With a new way of consuming, new demographics have come to target, as Louise explained: âAnother factor that has pushed us – brands – to move away from print communication, is the advent of millennials and Gen Z, who don’t read or use traditional mediums anymore.With the constant fear of getting dusty, brands are looking for these future buyers in this digital age.
With access to search tools, such as Google, this demographic slowly forgot how to find and match information they are now used to demanding. In a world that seems to be accelerating incessantly on the fast lane, how can a medium that takes its time survive? How can printing adapt?
Industry experts have said that anyone can communicate online, but being a magazine or newspaper takes work. Something that the luxury industry has kept in mind, while brands continue to compete for the best pages of publications, which Véronique Louise, from LVMH, reminded the other participants.

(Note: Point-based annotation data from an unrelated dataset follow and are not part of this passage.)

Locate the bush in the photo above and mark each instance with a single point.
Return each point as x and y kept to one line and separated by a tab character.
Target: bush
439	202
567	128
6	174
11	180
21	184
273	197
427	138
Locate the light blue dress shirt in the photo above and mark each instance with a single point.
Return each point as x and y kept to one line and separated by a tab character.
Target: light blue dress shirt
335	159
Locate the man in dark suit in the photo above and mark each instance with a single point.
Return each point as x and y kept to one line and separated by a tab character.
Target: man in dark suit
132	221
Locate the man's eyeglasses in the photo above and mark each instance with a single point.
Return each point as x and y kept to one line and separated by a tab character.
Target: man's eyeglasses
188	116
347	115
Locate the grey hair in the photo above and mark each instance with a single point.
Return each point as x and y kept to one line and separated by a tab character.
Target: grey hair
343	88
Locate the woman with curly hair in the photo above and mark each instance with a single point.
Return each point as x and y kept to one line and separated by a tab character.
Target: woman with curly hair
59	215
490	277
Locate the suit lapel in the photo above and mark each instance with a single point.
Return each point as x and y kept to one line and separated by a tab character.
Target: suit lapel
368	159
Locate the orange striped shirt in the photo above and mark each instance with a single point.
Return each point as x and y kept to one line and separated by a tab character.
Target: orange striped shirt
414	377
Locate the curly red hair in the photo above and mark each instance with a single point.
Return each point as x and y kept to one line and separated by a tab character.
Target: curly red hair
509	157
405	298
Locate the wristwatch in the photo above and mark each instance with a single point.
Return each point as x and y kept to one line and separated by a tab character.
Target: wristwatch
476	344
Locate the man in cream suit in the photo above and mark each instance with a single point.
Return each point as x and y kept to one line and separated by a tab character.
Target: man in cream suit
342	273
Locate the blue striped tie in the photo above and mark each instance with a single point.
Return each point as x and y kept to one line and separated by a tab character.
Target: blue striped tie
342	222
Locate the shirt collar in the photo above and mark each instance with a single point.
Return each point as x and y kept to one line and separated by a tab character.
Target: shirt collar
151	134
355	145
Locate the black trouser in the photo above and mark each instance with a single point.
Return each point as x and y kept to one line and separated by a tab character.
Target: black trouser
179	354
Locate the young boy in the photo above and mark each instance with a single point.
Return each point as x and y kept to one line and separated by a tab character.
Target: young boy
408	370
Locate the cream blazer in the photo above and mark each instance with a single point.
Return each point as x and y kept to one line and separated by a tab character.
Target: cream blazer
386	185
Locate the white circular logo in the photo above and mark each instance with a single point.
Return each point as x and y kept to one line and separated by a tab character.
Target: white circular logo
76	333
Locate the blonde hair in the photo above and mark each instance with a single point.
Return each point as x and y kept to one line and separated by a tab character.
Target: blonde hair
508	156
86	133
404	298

âAt LVMH, what keeps this debate alive is this precarious balance between long-term and short-term strategy, between branding and immediate results,â she said.
Also, the printed medium must be able to reinvent itself. If budgets are still too low, if advertisers continue to communicate via print – both because they believe in the medium and are used to it, innovation is in order.
The future of printing is uncertain, that’s for sure. In a world that has left it behind, the medium must reinvent itself by opening up to new generations, while understanding that print and digital serve two very different objectives.
The panel concluded that print is a matter of aspirations, less direct than digital communications, but also more emotional. He offers a very particular look at imagery, imagination and brand content, compared to digital, which is a matter of impulse and curiosity. There can be no one without the other, and the two are most effective when combined in a common strategy, together rather than opposed.
âTo capture the consumer’s attention, you have to meet them where they are with a speech adapted to their way of consuming. And print is not a medium to be forgotten in there, âconcludes Aurélie Irurzun of Havas Media Group.